|Title||Frequency transfer properties of the spike generating mechanism of cat retinal ganglion cells|
|Author(s)||Lankheet, M.J.M.; Molenaar, J.; De Grind, W.A. Van|
|Source||Vision Research 29 (1989)12. - ISSN 0042-6989 - p. 1649 - 1661.|
|Publication type||Refereed Article in a scientific journal|
|Keyword(s)||Cat - Frequency transfer properties - Ganglion cell - Retina - Spike generating mechanism|
The dynamic properties of the spike generating (SG) mechanism of retinal ganglion cells have been studied from intracellular recordings in the cat eye. Intracellularly recorded light flicker responses were separated by computer into spike trains and corresponding generator potentials. Both the spike train and the generator potential responses to temporally modulated light spots were analysed in terms of amplitude and phase plots. The differences in dynamic properties between the two response measures reveal that the SG-mechanism affects the temporal frequency transfer properties of retinal ganglion cells to a considerable extent. With respect to the transfer of the amplitude of the first harmonic the SG-mechanism has differentiating (or high-pass) properties.
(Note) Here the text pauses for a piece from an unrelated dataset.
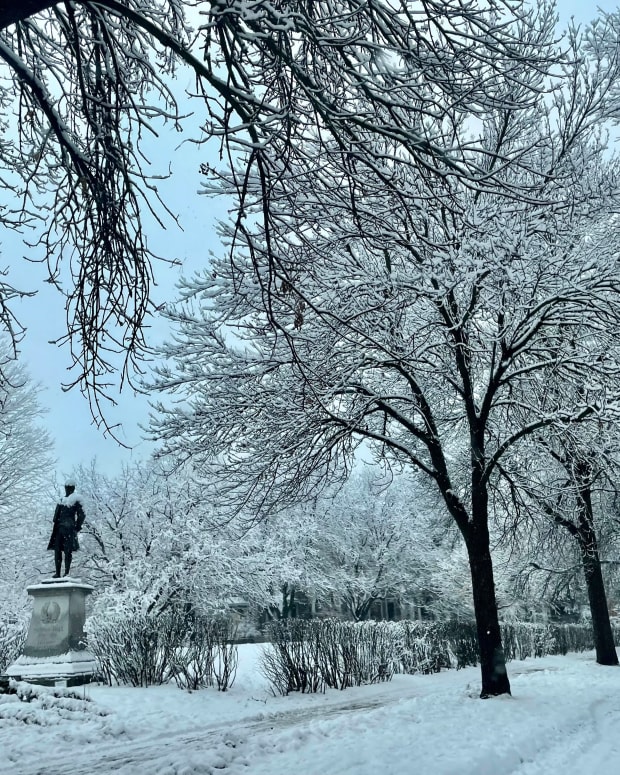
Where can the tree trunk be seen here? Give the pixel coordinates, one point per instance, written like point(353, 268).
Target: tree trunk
point(492, 659)
point(601, 626)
This means that the responses to high temporal stimulus frequencies are amplified relatively much more than are the responses to lower frequencies. Furthermore, the SG-mechanism causes a phase lead of the spike train response relative to the generator potential by, on average, 37 degrees. The measured frequency responses, among other things, have been used to verify and to quantify the SG-model that we proposed in a previous paper (Lankheet, Molenaar & van de Grind, 1989). With this model it proved possible to reproduce the spike train responses as model output from the corresponding measured generator potentials as model input. A good qualitative and quantitative correspondence between model output and the measured spike trains was obtained for a wide range of stimulus frequencies and with fixed values of the model parameters. With parameter values that optimized this correspondence the model allowed us to investigate the dynamic behaviour of the SG-mechanism in more detail. It also provides a reliable and validated method to predict the shape of the generator potential from the spike train (the "inversion problem").